Я встречаюсь с ней взглядом в зеркале.
– Нет, – отвечаю я, – ты достаточно долго ждала. Я люблю тебя, Дженна. Всегда любила и буду любить. Если кого-то оставляешь, это не значит, что отпускаешь его навсегда. Ты, даже когда меня не видела, в глубине души знала, что я все еще рядом. И если я не буду видеть тебя, – мой голос ломается, – все равно буду знать, что ты со мной.
Произнеся эти слова, я больше не вижу лица дочери – только наши с Серенити отражения. Она выглядит изумленной, опустошенной.
Но Серенити смотрит не на меня. Она не сводит глаз с удаляющейся точки в зеркале. Это Дженна – долговязый, угловатый подросток с торчащими локтями и коленями, каким она никогда уже не станет. Она становится все меньше и меньше. И я понимаю, что она уходит не от меня, а направляется к кому-то.
Я не узнаю́ мужчину, который ее ждет. У него очень короткая стрижка, он одет в голубую фланелевую рубашку. Это не Гидеон, раньше я этого мужчину не встречала. Он приветственно поднимает руку, Дженна радостно машет в ответ.
Я узнаю́ стоящую рядом с ним слониху. Дженна останавливается перед Морой, и та обвивает мою малышку хоботом, обнимает ее, чего не могу сделать я. Потом все поворачиваются и уходят.
Я смотрю им вслед широко распахнутыми глазами.

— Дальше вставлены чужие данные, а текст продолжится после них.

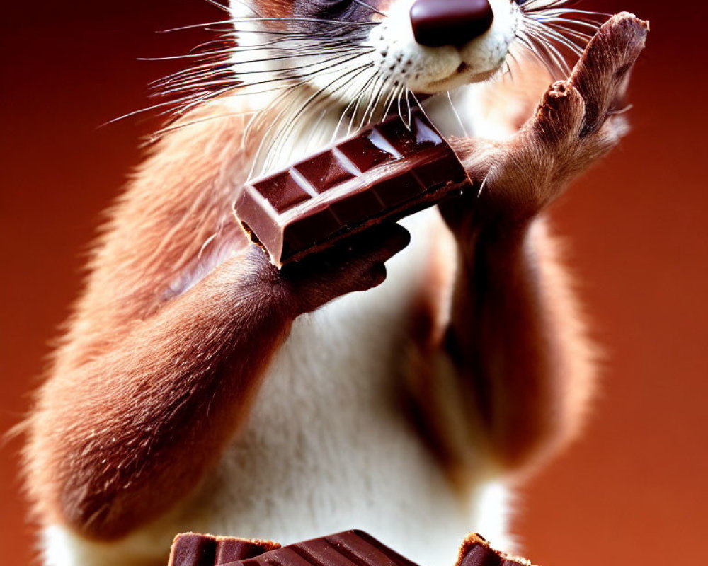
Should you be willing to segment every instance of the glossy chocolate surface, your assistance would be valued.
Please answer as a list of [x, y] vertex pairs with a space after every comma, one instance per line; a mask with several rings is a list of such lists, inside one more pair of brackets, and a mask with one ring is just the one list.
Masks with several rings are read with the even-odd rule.
[[[172, 545], [169, 566], [418, 566], [362, 531], [346, 531], [280, 548], [275, 543], [187, 533]], [[452, 566], [452, 565], [451, 565]], [[465, 539], [456, 566], [531, 566], [493, 550], [479, 535]]]
[[234, 212], [280, 266], [471, 185], [421, 112], [398, 117], [246, 185]]
[[169, 566], [221, 566], [280, 548], [276, 543], [185, 533], [172, 543]]

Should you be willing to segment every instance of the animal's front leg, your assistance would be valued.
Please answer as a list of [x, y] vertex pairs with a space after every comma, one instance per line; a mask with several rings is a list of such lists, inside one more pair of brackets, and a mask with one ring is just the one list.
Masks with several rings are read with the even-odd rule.
[[441, 350], [466, 400], [465, 434], [506, 468], [561, 444], [590, 391], [591, 348], [543, 213], [625, 132], [619, 111], [646, 34], [615, 16], [510, 142], [457, 147], [484, 184], [479, 197], [441, 207], [459, 265]]

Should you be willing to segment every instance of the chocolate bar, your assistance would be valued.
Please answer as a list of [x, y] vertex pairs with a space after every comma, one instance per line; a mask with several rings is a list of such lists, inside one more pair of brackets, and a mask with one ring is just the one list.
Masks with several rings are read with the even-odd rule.
[[[220, 545], [220, 546], [219, 546]], [[268, 545], [274, 548], [268, 550]], [[217, 549], [222, 549], [219, 554]], [[229, 561], [231, 558], [236, 558]], [[179, 535], [169, 566], [418, 566], [362, 531], [347, 531], [280, 548], [275, 543]], [[531, 566], [493, 550], [479, 535], [460, 548], [456, 566]]]
[[244, 187], [234, 212], [280, 267], [472, 183], [421, 111], [398, 116]]

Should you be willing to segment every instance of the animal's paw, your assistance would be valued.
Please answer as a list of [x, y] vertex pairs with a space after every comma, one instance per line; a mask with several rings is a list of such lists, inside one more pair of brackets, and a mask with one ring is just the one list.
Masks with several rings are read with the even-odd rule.
[[404, 228], [386, 225], [284, 266], [278, 275], [291, 291], [295, 314], [314, 311], [342, 295], [381, 284], [386, 279], [384, 262], [410, 241]]
[[632, 14], [612, 17], [588, 45], [570, 78], [550, 86], [515, 136], [497, 144], [467, 142], [462, 149], [469, 154], [468, 171], [484, 179], [474, 206], [477, 223], [533, 218], [617, 144], [628, 129], [622, 110], [630, 71], [648, 30]]

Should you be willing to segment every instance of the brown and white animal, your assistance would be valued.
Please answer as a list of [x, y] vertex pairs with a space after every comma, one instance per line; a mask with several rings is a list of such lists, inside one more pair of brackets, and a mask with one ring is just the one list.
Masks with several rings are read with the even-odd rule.
[[[111, 209], [28, 419], [46, 565], [160, 565], [189, 530], [358, 527], [430, 566], [470, 531], [508, 547], [513, 482], [573, 435], [592, 387], [544, 213], [624, 132], [646, 35], [613, 18], [518, 131], [549, 79], [489, 79], [525, 43], [577, 37], [564, 4], [234, 0], [228, 65], [166, 83], [184, 115]], [[426, 103], [454, 128], [446, 93], [480, 81], [455, 100], [487, 140], [454, 143], [483, 190], [406, 221], [410, 245], [382, 227], [279, 272], [237, 226], [249, 175], [414, 94], [442, 93]]]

Иногда я возвращаюсь к ней.
Прихожу в то время, когда ночь еще не закончилась, а утро не наступило. Она всегда просыпается, когда я прихожу. Она рассказывает о детенышах, которые попали в ее «детский сад», о своем выступлении на прошлой неделе перед Службой охраны диких животных, о слоненке, который подружился со щенком, совсем как Сира с Джерти.
И я думаю, как же мне не хватало этих рассказов на ночь.
Моя любимая история, которая произошла в действительности, о человеке из Южной Африки, которого звали Слоновий сказочник. Его настоящее имя – Лоуренс Энтони. Как и моя мама, он полагал, что слоны не теряют веру в себя. Когда должны были быть уничтожены два диких стада за разрушения, которые они нанесли району, он спас их и перевез в свой заповедник на новое место обитания.
Когда Лоуренс Энтони умер, эти два стада пересекли территорию зулусов, шли больше чем полдня и встали у стены, которая окружала дом Лоуренса Энтони. Их не было рядом с домом более года. Слоны простояли два дня – молча, отдавая дань уважения.
Никто не мог объяснить, как слоны узнали, что Энтони умер.
Я знаю ответ.
Если ты думаешь о том, кого любил и потерял, ты навсегда с ним.
Остальное – детали.
От автора
Несмотря на то что эта книга является вымыслом, как ни печально, положение слонов во всем мире действительно ужасно. Увеличилось количество случаев браконьерства ради коммерческой выгоды из-за ужасающей бедности африканского населения и все возрастающей цены на слоновую кость в Азии. Существуют документальные свидетельства браконьерства в Кении, Камеруне, Зимбабве, в Центрально-Африканской Республике, в Ботсване, Танзании и Судане. Ходят слухи, что в Джозеф Кони основал в Уганде армию сопротивления против незаконной продажи слоновой кости в Демократической Республике Конго. Бóльшая часть незаконного экспорта производится через плохо охраняемые границы в порты Кении и Нигерии, а потом морем перевозится в Азию, например в Тайвань, Таиланд и Китай. Хотя официальные власти Китая уверяют, что торговля изделиями из слоновой кости запрещена, власти Гонконга недавно задержали два корабля, на которых незаконно перевозилась слоновая кость из Танзании на общую сумму более двух миллионов долларов. Во время написания данного романа в Зимбабве из-за отравленного цианидом источника погиб сорок один слон и выявлено слоновой кости на 120 тысяч долларов.